ExecutionRouter → ComplianceEngine.evaluate() → Adapter → Venue/Pool/RFQ → ComplianceEngine.commit()

This protects trades that enter through Corner Store, but it does not automatically protect RWA movements or RWA exposure transfers that happen outside ExecutionRouter.

We need to define and document the security boundary for non-router paths before treating the system as production-ready.

Why this matters

The recent skeleton PR hardened the internal Corner Store path:

  • both ACTIVE token sides are evaluated for regulated-regulated pairs
  • missing recipe references fail closed
  • AMM adapter execution is router-only
  • router caller is bound to context.initiator

Those fixes protect the Corner Store execution path. They do not, by themselves, prevent a user from bypassing Corner Store and interacting directly with the underlying ERC-3643 token, pool, RFQ settlement, wrapper, or custodian.

If a non-router path remains open, the following Corner Store checks may be skipped:

  • investor qualification recipes
  • amount caps
  • venue restrictions
  • nonce/replay controls
  • stateful commit() / surveillance updates
  • future lockup, affiliate, or jurisdiction-specific rules

Threat cases to review

1. Direct ERC-3643 token transfer

A holder may call the RWA token directly:

User A → RWA.transfer(User B)

If the ERC-3643 token allows the transfer, Corner Store does not run evaluate() or commit().

We need to decide whether direct transfers are blocked by token-level policy, explicitly allowed, or out of Corner Store scope.

2. Direct AMM pool or venue call

A user may call an underlying pool directly:

User → Pool.swap(...)

If the pool is a verified ERC-3643 holder, it may become a bypass path. The token may only check holder eligibility, while Corner Store-specific venue, recipe, cap, and surveillance rules are skipped.

3. Direct RFQ / order book settlement

Future settlement contracts may be callable directly:

Maker/Taker → RFQSettlement.fill(...)

If settlement is not router-only, trades can bypass compliance evaluation and post-trade commit. Future RFQ/order book work should define router-only settlement or an equivalent authorization model before merge.

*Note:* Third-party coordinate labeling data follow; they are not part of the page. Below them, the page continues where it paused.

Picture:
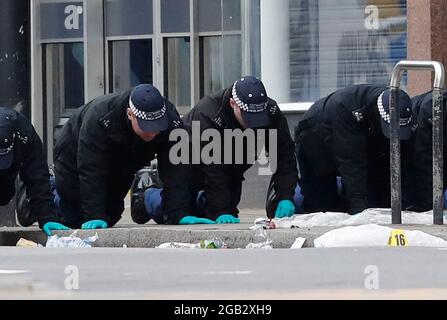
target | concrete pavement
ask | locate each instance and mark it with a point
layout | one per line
(110, 273)
(150, 235)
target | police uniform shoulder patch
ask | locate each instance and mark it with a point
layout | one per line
(273, 109)
(177, 123)
(106, 121)
(22, 138)
(358, 115)
(218, 121)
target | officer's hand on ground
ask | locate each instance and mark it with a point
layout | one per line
(47, 227)
(285, 208)
(195, 220)
(94, 224)
(227, 218)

4. Wrapper, vault, or custodian bypass

RWA economic exposure may move without direct RWA token transfers:

RWA → Vault/Custodian → users trade shares or beneficial ownership

We need to decide whether wrappers, vaults, omnibus accounts, and offchain beneficial ownership transfers are in scope for Corner Store compliance guarantees.

Design decision needed

Choose and document the intended model:

Option A — Router-exclusive model

Corner Store only supports venues and settlement contracts that cannot be used directly by end users.

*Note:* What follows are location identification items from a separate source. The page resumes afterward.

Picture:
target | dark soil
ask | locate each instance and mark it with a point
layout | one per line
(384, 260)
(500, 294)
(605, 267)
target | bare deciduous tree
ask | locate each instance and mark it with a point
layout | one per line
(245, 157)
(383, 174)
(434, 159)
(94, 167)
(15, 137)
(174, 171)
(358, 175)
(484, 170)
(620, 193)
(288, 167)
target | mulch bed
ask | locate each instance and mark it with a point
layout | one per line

This likely requires router-only adapters, router-only settlement, and possibly wrapped/controlled venues instead of arbitrary third-party pools.

Option B — Token-level enforcement model

Critical restrictions are enforced by the ERC-3643 token/compliance module even outside Corner Store.

Corner Store remains an additional DEX-level compliance layer, but direct transfers and direct venue calls rely on token-level policy.

Option C — Limited-scope model

Corner Store guarantees DEX-level compliance only for router-mediated trades.

Direct token transfers, direct venue calls, wrappers, custodians, and other non-router paths are explicitly documented as out-of-scope unless separately restricted.

Recommended immediate action

Do not attempt a broad code patch before choosing the security boundary.

First, document the current boundary clearly:

Corner Store enforces DEX-level compliance only on router-mediated execution paths.
Underlying ERC-3643 transfers, direct venue calls, wrappers, custodians, and other non-router settlement paths must be separately restricted, delegated to token-level compliance, or explicitly treated as out-of-scope.

Acceptance criteria

  • docs/security.md defines the current compliance enforcement boundary.
  • ARCHITECTURE.md explains which execution paths are protected by Corner Store and which are not.
  • The project chooses one of: router-exclusive, token-level enforcement, or limited-scope model.
  • Future RFQ/order book settlement work requires router-only settlement or an equivalent authorization model.
  • Product-facing language does not imply that Corner Store globally enforces compliance for every possible RWA movement.